Hank lifted his head and nodded at his father. “I understand the consequences.” He nodded again. “Do it.”
The king’s chest heaved, his eyes blazed, and he bared his teeth. His bright red face turned crimson. But still he didn’t disown his son. I frowned, not quite understanding. I’d have thought he was having a change of heart, but the king’s expression didn’t soften at all—he looked like he legitimately wanted to murder his son.
Two guards in gold armo
r and helmets with face plates stepped forward from the corner of the room by the wall of windows behind the king. Well, the tall one stepped forward and the other stumbled. The tall one pulled his helmet off and then yanked the helmet off the other man, to reveal Horace and the old man, Gunter Braun, whom he’d taken from the prison.
A collective gasp went up around the room. The soldiers with lances charged, while others fired spells from across the room. Hank’s brothers and wives cried out and scrambled away.

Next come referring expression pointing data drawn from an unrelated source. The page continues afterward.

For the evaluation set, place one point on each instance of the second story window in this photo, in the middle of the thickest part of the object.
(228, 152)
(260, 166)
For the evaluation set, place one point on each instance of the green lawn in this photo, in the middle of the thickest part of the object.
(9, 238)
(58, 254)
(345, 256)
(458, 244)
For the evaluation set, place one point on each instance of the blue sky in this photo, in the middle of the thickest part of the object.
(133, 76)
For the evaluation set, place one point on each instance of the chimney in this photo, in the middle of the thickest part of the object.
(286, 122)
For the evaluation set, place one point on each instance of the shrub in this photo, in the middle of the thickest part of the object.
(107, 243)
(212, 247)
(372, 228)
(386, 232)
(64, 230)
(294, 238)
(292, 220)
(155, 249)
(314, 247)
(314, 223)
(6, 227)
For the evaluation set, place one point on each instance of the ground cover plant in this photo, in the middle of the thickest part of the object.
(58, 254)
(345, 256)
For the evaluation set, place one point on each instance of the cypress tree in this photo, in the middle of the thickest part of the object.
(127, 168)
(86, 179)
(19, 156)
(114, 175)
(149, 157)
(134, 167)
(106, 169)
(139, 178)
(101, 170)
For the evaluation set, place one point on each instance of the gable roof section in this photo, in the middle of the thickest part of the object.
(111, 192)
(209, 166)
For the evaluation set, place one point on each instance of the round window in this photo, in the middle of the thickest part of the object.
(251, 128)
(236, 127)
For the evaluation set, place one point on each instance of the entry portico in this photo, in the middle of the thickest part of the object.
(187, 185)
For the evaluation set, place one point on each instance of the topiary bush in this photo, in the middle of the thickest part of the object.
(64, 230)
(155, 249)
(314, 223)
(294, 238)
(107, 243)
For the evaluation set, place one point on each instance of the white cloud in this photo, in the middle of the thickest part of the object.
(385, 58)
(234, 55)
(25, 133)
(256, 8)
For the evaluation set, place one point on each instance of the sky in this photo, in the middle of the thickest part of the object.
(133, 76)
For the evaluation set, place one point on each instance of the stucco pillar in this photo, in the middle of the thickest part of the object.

Horace deflected all the spells and pulled from every single soldier in the room, knocking them all to the floor, unconscious—I hoped. The princesses screamed, Hank’s mother fainted, and Madeline grinned, her quill scribbling like mad.
25
A Tale
Horace dipped his head to the king, even as he kept Gunter on his feet by gripping the neck of the old man’s armor. “Apologies for the interruption.” He lifted his palm. “Please continue. You were just about to banish your son.”
The king stayed on his feet. He darted his burning gaze towards his fallen soldiers, then glowered at Horace. “I will have you skewered alive!”
Horace nodded. “Plenty of time for skewering. I’ll wait.” He blinked and slid his lazy gaze toward Hank, then to me behind him. He winked.
I glared at him. What was he doing here? And how dare he act like he hadn’t betrayed me and all my friends, just when I’d made the mistake of starting to trust him again.
Still the king didn’t act.
“Hm.” Horace pressed his lips together as the old man beside him trembled. “Any guess as to why our furious king hasn’t disowned his son yet? A soft heart? I think not.”
The king rounded on Hank. “This is who you’re aligning yourself with? You disgust me.”
While the king’s back was turned, Horace magicked a scroll into his hand and whisked it to Francis. The vampire flashed his eyes at my brother, then swooped to the windows and read it by the light of the setting sun.